Par Rémi Hugues.
Dans un article publié par Le Monde, le 21 janvier dans le contexte de l’affaire Duhamel, Tobie Nathan écrit ceci : « Et que dire de la création même de l’humanité, née à partir du même couple originel ? »
Sur ce sujet, JSF a publié [27.05/15.06.2020] un dossier écrit par Rémi Hugues : Adamisme et évolutionnisme où il développe une vision alternative à la conception traditionnelle de la création de l’homme, qui résout ce problème de l’inceste concernant les descendants du couple primordial.

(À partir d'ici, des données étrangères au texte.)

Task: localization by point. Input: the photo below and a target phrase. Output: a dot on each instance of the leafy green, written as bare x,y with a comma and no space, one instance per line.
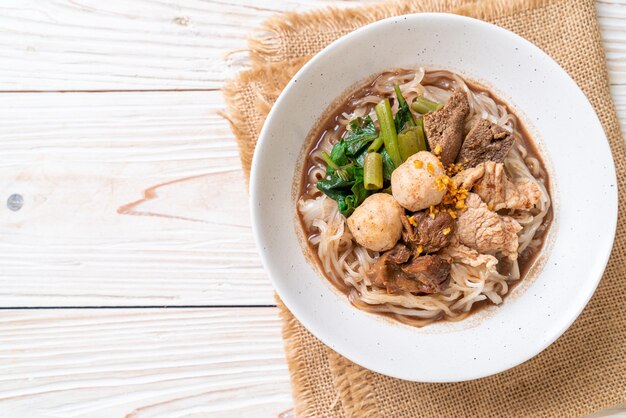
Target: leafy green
338,154
362,132
388,165
403,115
348,194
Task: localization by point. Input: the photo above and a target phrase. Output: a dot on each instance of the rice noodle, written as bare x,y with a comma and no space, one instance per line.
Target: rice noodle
345,263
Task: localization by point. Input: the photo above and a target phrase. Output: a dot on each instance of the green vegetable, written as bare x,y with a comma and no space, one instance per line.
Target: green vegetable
373,171
403,115
411,141
374,146
361,133
388,131
423,105
338,154
419,121
388,165
348,194
333,168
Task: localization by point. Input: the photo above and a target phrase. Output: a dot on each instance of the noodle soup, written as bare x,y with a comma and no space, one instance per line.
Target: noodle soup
423,197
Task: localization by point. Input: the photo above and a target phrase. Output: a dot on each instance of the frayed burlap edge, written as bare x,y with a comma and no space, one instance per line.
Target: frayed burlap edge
350,380
267,43
240,92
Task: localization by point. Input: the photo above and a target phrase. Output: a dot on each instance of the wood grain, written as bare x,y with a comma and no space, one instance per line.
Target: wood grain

L’affaire Duhamel confère un intérêt actualisé à cette suite d’articles que nous reprenons au fil des jours. On ne saurait mieux définir la réflexion de fond que propose Rémi Hugues qu’en se référant au dialogue imaginé par Vladimir Volkoff, dialogue repris ci-après comme en exergue de cette série.
Igor – Parce que je sais que vous autres avez raison. À propos, dites-moi, cette histoire de pomme, de serpent… Comment faut-il comprendre… ? Pardonnez-moi lʼexpression – je ne sais sʼil est décent de lʼemployer en votre présence : est-ce une histoire… sexuelle, ou quoi ?
Prêtre – Cʼest un mythe très mystérieux et très vénérable qui nous apprend le premier usage que lʼhomme a fait de sa liberté : il sʼest blessé avec. »
Vladimir Volkoff, Le retournement, [Paris, Julliard / Lʼâge dʼHomme, 1979, p. 294.]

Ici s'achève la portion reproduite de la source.